Puisi-Puisi Ainun Nafhah
Bingkisan
Kabarnya, dia tidak percaya dengan salah satu hari paling bahagia yang katanya pasti akan datang dalam kehidupan manusia
Seperti malam saat dia menerima sebuah bingkisan ke-17
Dengan senyum sinis dan keyakinan yang sangat egois. Lalu udara yang tiba-tiba menjadi sangat dingin saat ditiupnya lilin yang menjadi penerangan satu-satunya di ruangan itu
“Aku Harap”
Asap itu menjadi sebuah kapal ringan yang dapat mengangkut berbagai macam harapan yang keluar dari tertutupnya mata. Sedikit ragu, melihat betapa apatis asap itu melirik. Udara menjadi dingin
…
Katanya, bingkisan yang dulu dia terima sekarang menjadi rongsokan, terkadang dia berharap bisa mendapatkan lebih baik dari itu dan terkadang dia tidak ingin memilikinya.

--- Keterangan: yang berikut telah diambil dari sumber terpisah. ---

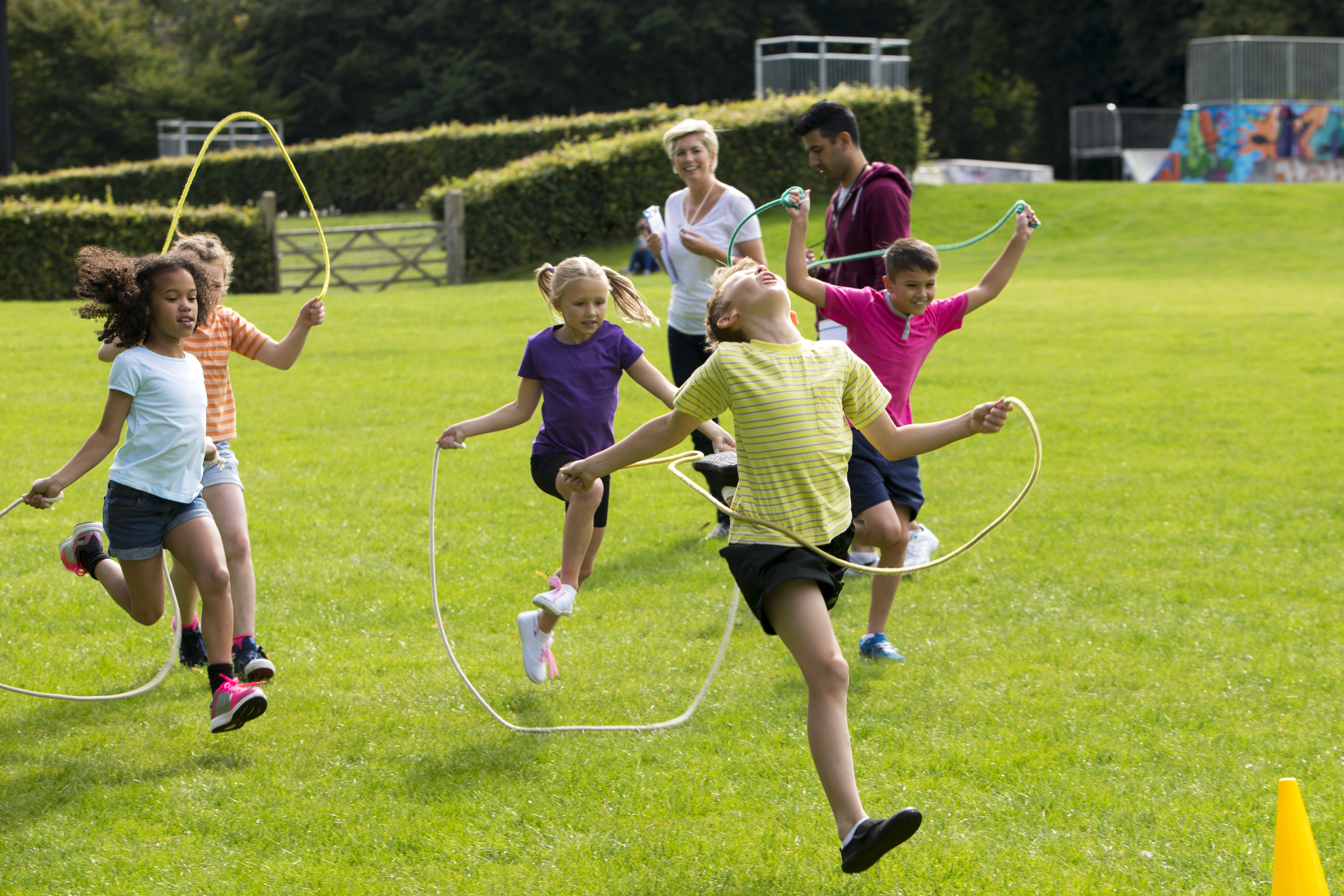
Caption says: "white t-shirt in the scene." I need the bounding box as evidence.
[667,184,761,336]
[107,345,206,504]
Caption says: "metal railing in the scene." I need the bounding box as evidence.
[262,191,466,293]
[156,118,285,158]
[755,35,910,98]
[1185,35,1344,106]
[1068,103,1181,180]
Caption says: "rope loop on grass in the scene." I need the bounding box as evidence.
[161,112,332,298]
[726,187,1040,270]
[0,498,182,703]
[429,396,1041,735]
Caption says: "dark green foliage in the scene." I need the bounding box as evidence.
[0,199,274,301]
[0,106,715,212]
[421,87,925,274]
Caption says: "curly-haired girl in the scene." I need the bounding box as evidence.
[24,246,266,732]
[438,255,732,682]
[98,234,327,681]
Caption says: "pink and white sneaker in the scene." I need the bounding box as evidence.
[210,676,266,735]
[532,575,578,617]
[518,610,560,684]
[61,523,107,575]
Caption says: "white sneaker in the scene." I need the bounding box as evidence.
[532,575,578,617]
[906,525,939,567]
[518,610,560,684]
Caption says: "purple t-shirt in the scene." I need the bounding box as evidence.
[826,283,966,426]
[518,321,644,461]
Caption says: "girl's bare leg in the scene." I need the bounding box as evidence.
[164,516,234,665]
[765,579,866,840]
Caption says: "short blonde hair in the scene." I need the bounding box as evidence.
[704,258,757,348]
[663,118,719,171]
[534,255,659,327]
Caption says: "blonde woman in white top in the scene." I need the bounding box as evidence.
[649,118,766,539]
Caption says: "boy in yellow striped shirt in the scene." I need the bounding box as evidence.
[560,258,1012,873]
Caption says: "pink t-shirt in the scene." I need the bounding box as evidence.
[825,283,966,426]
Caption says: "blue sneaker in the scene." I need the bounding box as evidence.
[859,631,906,662]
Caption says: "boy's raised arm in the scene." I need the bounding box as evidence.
[784,187,826,308]
[560,410,703,492]
[859,399,1012,461]
[966,206,1040,314]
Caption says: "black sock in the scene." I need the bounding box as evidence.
[75,541,107,582]
[206,662,234,693]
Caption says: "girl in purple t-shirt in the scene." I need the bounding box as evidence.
[438,255,735,682]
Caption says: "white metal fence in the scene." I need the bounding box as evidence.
[156,118,285,158]
[755,35,910,98]
[1185,35,1344,106]
[1068,103,1181,180]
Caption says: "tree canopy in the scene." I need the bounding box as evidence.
[9,0,1344,177]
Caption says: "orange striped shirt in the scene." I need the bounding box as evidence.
[182,305,270,442]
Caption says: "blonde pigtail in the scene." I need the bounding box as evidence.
[532,262,564,324]
[602,266,659,327]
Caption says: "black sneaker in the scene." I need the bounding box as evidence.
[840,809,923,874]
[234,637,276,682]
[178,626,210,669]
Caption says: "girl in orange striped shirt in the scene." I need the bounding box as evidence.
[98,234,327,681]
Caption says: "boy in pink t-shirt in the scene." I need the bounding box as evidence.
[785,191,1039,659]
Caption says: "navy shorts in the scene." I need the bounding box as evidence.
[847,430,923,520]
[532,454,612,529]
[719,523,853,634]
[102,482,210,560]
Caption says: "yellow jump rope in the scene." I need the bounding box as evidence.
[0,112,1041,734]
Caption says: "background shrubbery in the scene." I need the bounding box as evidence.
[0,199,276,301]
[422,87,926,275]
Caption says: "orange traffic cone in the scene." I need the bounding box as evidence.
[1270,778,1331,896]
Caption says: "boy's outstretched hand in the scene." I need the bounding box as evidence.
[970,400,1022,435]
[1013,204,1040,239]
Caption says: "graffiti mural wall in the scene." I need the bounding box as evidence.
[1153,102,1344,184]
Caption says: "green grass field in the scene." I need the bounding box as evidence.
[0,184,1344,896]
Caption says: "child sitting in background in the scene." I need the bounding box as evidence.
[629,218,659,274]
[560,258,1012,873]
[785,189,1036,659]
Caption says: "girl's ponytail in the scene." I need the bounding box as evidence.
[601,266,659,327]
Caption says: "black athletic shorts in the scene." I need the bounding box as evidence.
[845,430,923,520]
[719,524,853,634]
[532,454,612,529]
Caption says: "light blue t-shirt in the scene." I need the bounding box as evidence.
[107,345,206,504]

Saat dia membuka mata. Bingkisan ke-20 sudah menggelayut di kepalanya. Sekelebat datang tanpa asap, hanya menyapa dengan tangan berisi udara dan beberapa harapan yang malu-malu untuk terbang ke luar.
Aku yakin dia mulai bertanya-tanya. Apakah asap lilin bingkisan ke-17 telah terbang utuh atau dipaksa menghilang saat akan keluar dari pintu ruang tamu, karena dia masih tidak mengerti bagaimana cara mengucapkan terima kasih,
Bahkan dengan cara yang paling angkuh sekalipun.
…
Aku melihat dia memilih membakar jembatan yang sudah lama dia bangun dan melihatnya jatuh, lalu pergi. Mungkin dengan sedikit penyesalan yang ditolak mentah-mentah oleh diri sendiri
Asap yang malang, entah isinya yang terlalu lemah atau asap itu memang tidak cukup kuat untuk mengangkut harapannya yang terlalu berat.
…
Aku mulai khawatir, karena bingkisan selanjutnya akan datang sebentar lagi
Dia duduk di depan cermin, menatapku
Merencanakan sesuatu
“Haruskah aku terima bingkisan ini?
Efek Kupu-kupu
Jika aku memilih menetap,
Apakah kebenaran tentang predestinasi itu akan mengubah bagaimana caraku mengendalikan waktu?
Saat meraih acak lengan-lengan buana yang niskala aku pun sempat curiga
Benarkah peluru yang menembus kepala adalah jelmaan dari sang pemilik nyawa?
“Berjalan saja” katamu, “Kenapa kau masih berprasangka?”
;lebih dekat lagi
Saat satu dari seribu satu domino jatuh
Satu paku membuatnya menjadi seribu
Lihatlah bagaimana kekacauan menciptakan atma
Satu langkah kanan, depan, kiri, belakang sudah cukup menghasilkan nama
;Lihat
Lengan buana yang ku pilih tidak merestuiku untuk menetap
Jadi, percepat saja
Sungguh aku akan sangat bahagia untuk musnah
“Tidak” katamu, “Tidak dengan cara seperti ini”
Masa antara satu kepakan kupu-kupu ke kepakan selanjutnya
Di sana pertanyaan ‘kenapa’ selalu muncul di kepala
Rasa terima kasih yang terucap karena melihat darah saudara sendiri, ngeri.
Ampun,
Aku masih manusia penasaran,
mencari kepuasan, menyangkal kebenaran
Via Lactea
Sejajar garis lurus sedikit lebih tinggi
Iris menarik paksa pupil, kini
Berhasil mengintimidasi nadi yang telah mati
Melucuti mahkota yang angkuh karena posisinya yang terlalu tinggi
“Apakah ada rasa malu?”
Kelelawar berkeliaran tak terlihat
Pertanyaan lewat sekelebat
Tubuh pun terguncang hebat
Elusif, otak meronta sekarat
“Di mana poisimu sekarang?”
Aku hanya merasa yakin
Bahwa atmosfer menyimpan aku yang lain
Bahwa jika dibandingkan,
Semut adalah aku yang berjalan beriringan
Satu Koma
Hanya itu
Tidak lebih dalam
Di sanalah kamu
Merangkak membebaskan seperempat kejujuran
Lambat satu per satu,
Jangan percaya
Aku masih satu koma satu
Lebih dekat?
Tunggu dulu,
Labirin mana yang baru kau kuak itu?
Kau sangat yakin kekuatan pijakanmu
Bukankah seratus dua puluh masih di ujung kuku
Di tempat semula
Kau masih sama
Ainun Nafhah, Lahir 9 Januari 1998 di Probolinggo. Mahasiswa sastra Indonesia, Fakultas Ilmu Budaya, Universitas Jember. Seorang perempuan yang ingin berkarya.